Riya Pant, founder of Blur India says,"The tax exemptions for startups are a big win, helping us cut down on logistics costs and reducing overall prices. Another positive change is the faster tax return process, now taking just 10 days. This quick turnaround is especially beneficial for bootstrapped Direct-to-Consumer startups like ours, ensuring swift refunds and promoting financial efficiency," 

“It's heartening to witness a forward-looking approach that echoes the government's commitment to fostering growth. The extension of tax benefits for startups, focus on MSME training for global competitiveness, and empowering women entrepreneurs through initiatives like Mudra Yojana are steps in the right direction. The emphasis on inclusivity, especially for the Garib, Mahilayen, Yuva, and Annadata segments, aligns with our vision for a thriving beauty and grooming industry. We remain optimistic about the positive impact on our sector and eagerly await further developments as we collectively strive towards making India a Vikashit Bharat by 2047," says Neeja Shah Goswami, CEO, Whiskers India.

"Over the past decade, efforts to boost entrepreneurship have fueled significant growth for homegrown brands. Finance Minister Sitharaman also revealed a reduction in the corporate tax rate, lowering it from 30 per cent to 22 per cent for existing domestic companies and to 15 per cent for certain new manufacturing companies, thereby reinforcing the government's commitment to promoting Make in India. Anticipating proactive steps from the new government for Union Budget 2024-25, we are optimistic about a budget encompassing tax reforms, sustainability incentives, digital facilitation, and skill development initiatives," adds Inara Dhrolia, cofounder, Rivona Naturals. 

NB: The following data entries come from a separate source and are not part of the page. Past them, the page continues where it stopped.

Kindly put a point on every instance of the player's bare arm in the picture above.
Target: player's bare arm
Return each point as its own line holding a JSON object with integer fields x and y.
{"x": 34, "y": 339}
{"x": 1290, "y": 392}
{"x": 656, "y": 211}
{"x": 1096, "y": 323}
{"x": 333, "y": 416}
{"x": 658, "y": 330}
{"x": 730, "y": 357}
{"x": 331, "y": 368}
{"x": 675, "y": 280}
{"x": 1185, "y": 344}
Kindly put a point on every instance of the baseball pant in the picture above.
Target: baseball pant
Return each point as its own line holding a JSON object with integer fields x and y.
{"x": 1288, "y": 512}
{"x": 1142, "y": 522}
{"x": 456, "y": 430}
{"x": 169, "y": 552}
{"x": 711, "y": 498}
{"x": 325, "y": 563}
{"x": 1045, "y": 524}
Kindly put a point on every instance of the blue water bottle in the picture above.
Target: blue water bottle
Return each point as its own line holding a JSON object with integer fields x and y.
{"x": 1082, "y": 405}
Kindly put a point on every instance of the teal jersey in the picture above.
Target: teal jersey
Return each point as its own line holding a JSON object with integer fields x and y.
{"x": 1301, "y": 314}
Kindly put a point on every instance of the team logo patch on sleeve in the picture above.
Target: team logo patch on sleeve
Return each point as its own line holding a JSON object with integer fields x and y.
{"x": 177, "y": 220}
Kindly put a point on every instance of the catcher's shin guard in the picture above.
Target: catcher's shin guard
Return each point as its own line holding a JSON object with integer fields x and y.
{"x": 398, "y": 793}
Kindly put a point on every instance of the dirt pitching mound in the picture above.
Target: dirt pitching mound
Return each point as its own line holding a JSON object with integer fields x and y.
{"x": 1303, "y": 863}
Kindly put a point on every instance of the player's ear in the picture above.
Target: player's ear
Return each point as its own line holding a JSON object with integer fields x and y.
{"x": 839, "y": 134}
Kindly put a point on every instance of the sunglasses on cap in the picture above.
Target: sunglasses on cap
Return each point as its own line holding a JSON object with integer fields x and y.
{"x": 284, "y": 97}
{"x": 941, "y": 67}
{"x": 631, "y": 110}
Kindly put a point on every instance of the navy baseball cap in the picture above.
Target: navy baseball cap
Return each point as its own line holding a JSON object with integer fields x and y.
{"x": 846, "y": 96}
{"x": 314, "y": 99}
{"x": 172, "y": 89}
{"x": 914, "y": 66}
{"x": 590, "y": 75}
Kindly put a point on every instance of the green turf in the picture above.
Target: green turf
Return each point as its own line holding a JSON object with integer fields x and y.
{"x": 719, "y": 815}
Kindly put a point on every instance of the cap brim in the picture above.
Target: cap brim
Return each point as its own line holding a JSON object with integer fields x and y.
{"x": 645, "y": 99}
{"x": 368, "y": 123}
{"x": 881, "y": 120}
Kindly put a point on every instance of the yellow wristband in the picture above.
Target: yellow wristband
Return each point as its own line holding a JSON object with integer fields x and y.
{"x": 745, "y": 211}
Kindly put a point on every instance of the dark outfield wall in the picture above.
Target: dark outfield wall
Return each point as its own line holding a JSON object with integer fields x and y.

Further, Vineeta Singh, Cofounder, CEO, SUGAR Cosmetics opines, "The budget for 2024 demonstrates fiscal responsibility and establishes a robust foundation for an inclusive economic landscape, emphasising the commitment to an accelerated transformative journey. The significant 11.11 per cent increase in capital expenditure, reflects a proactive approach to infrastructure development, which is poised to drive economic growth and job creation. Additionally, the government's decision to extend tax benefits for startups and investments made by sovereign wealth or pension funds is a strategic move to promote economic development. We had hoped that the budget would address the needs of the beauty and personal care startup sector, such as capital funding and tax benefits (ESOPS), to encourage consumption generation and include it in the PLI scheme for accelerating the industry. Nonetheless, we are looking at the positive side and wholeheartedly applaud the strategic initiatives outlined in the budget, confident that they will propel the country towards unprecedented heights of growth and prosperity.